At 5 months old it was apparent she was not reaching any milestones. She still had trouble holding her head up, and did not reach for toys. At 10 months we hired an occupational therapist to come to the house to see if we could help her reach her age appropriate milestones. Her pediatrician kept telling us she was fine up until her first birthday. He then gave us the information to call the Regional Center. We were assigned a social worker who assisted us in getting Julia into an infant program for the developmental disabled.
At age 3 she began the Early Childhood Education program for developmental delayed. It was during this time we met a child who had Prader-Willi Syndrome and, since Julia was so obsessed with food or the lack of it, we had her tested. She was indeed diagnosed with Prader-Willi Syndrome. At last we could understand what was going on, and we began to get her the help she needed.
She started 1st grade in our neighborhood school with a one-on-one aide. This worked out pretty well til the beginning of 5th grade, when the behaviors around food started to get out of control. At home she would have temper tantrums that lasted for two hour and, worst of all, she began picking on her brother, who is 5 years her junior. It reached the point where we were afraid she might seriously hurt him. After visits with several family counselors we were advised to find an out of home placement for Julia in order to save our family and our son. A place where she would have the proper structure and care to deal with her food seeking and to take care of her unique dietary needs.
Julia moved into her first group home at age 11. It was fine for a while, but never great. The staff was constantly changing shifts, or leaving employment. Some of the staff were wonderful, others a nightmare. Many times I had to stop what I was doing and drive to her group home to pick her up and get her out of the house due to the staff not being properly trained and not being able to redirect Julia. It was so hard for her and for us. She couldn’t live with us, but at the same time it was hard having her live away from us. These group homes were not homes designed for kids with PWS, but they were within driving distance (about 45 minutes w/o traffic). And they always promised that they could take care of her. We brought Julia home on the weekends. We missed her during the week and also knew that the weekends were when the group home was pretty much sedentary – nxo activities for the clients.

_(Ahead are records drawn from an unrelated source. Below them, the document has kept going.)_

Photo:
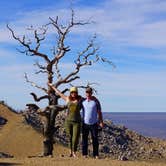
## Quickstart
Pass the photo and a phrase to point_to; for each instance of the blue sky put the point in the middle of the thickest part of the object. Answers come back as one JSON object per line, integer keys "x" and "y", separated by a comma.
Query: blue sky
{"x": 131, "y": 33}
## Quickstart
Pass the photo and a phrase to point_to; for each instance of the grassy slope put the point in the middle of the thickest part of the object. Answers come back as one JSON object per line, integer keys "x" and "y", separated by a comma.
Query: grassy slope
{"x": 21, "y": 141}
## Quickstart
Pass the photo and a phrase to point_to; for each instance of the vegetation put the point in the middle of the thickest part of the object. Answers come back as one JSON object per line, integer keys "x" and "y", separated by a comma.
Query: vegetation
{"x": 51, "y": 67}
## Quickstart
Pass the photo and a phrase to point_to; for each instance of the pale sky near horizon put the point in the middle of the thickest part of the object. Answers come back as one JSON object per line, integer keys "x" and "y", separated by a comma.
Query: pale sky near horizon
{"x": 131, "y": 33}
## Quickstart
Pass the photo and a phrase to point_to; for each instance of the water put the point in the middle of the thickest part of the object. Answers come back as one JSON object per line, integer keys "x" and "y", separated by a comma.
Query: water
{"x": 147, "y": 124}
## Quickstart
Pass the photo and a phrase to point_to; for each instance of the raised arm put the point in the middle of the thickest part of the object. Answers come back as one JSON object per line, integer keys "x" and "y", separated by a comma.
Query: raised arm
{"x": 57, "y": 91}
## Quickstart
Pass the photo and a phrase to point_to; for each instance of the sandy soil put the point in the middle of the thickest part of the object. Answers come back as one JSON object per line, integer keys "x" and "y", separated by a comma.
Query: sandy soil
{"x": 21, "y": 141}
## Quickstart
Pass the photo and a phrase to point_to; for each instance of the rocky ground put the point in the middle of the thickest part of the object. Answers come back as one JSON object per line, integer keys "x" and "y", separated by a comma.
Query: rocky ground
{"x": 116, "y": 142}
{"x": 20, "y": 144}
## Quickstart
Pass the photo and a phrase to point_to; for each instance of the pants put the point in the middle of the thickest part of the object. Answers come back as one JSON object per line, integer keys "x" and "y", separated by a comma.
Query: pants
{"x": 93, "y": 129}
{"x": 73, "y": 131}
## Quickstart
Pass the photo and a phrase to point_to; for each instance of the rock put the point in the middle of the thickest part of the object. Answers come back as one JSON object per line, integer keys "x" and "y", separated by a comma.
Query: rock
{"x": 116, "y": 142}
{"x": 4, "y": 155}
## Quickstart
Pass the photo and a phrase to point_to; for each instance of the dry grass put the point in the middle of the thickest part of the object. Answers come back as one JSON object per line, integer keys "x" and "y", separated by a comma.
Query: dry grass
{"x": 21, "y": 141}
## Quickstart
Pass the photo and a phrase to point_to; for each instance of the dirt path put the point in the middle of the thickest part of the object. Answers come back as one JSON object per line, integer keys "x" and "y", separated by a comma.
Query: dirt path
{"x": 21, "y": 141}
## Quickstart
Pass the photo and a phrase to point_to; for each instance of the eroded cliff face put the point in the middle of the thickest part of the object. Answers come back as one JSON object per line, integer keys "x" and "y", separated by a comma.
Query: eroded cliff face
{"x": 116, "y": 142}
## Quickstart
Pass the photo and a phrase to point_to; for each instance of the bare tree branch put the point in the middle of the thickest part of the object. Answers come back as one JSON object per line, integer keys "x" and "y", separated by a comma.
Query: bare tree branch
{"x": 40, "y": 98}
{"x": 29, "y": 50}
{"x": 34, "y": 84}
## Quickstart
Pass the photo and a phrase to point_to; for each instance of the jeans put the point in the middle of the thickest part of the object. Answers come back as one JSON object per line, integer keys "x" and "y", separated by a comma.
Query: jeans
{"x": 73, "y": 131}
{"x": 93, "y": 129}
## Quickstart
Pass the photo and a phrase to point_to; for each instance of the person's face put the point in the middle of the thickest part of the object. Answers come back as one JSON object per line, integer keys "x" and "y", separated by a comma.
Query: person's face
{"x": 88, "y": 94}
{"x": 73, "y": 94}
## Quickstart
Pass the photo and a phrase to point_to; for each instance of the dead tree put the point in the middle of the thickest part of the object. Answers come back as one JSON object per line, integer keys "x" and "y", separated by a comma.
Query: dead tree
{"x": 51, "y": 68}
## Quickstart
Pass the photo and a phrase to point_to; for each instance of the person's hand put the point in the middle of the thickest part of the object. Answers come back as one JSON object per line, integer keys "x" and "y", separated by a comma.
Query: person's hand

When she turned 18 we looked at a few homes designed for young adults with PWS. Some of them did not seem appropriate for Julia, and others were too far away. She moved back in with us for a year, and then lived in and out of group homes and residential psychiatric hospitals until recently. She is now 27 and lives in an apartment with a Supported Living Services caregiver and one on one care. This too has its ups and downs. Due to her food seeking she is not able to hold a job (food is everywhere!), and during the day, if she is not busy, food is on her mind constantly, leading to difficult behaviors.
After learning of the Richard de Lone Center for Living I have high hopes that Julia might be able to live out the rest of her life in a place where she will be happy, where she will be loved for who she is, cared for properly, and be with her peers. She needs the consistent routine and structure that a Prader-Willi community such as the de Lones hope to build can provide. She needs to be kept busy with exercise, games, art projects, and outings. She needs to be surrounded by people who understand how hard it is too be hungry all the time, and who can love her for who she really is — a sweet, loving girl with a terrible condition that is beyond self control.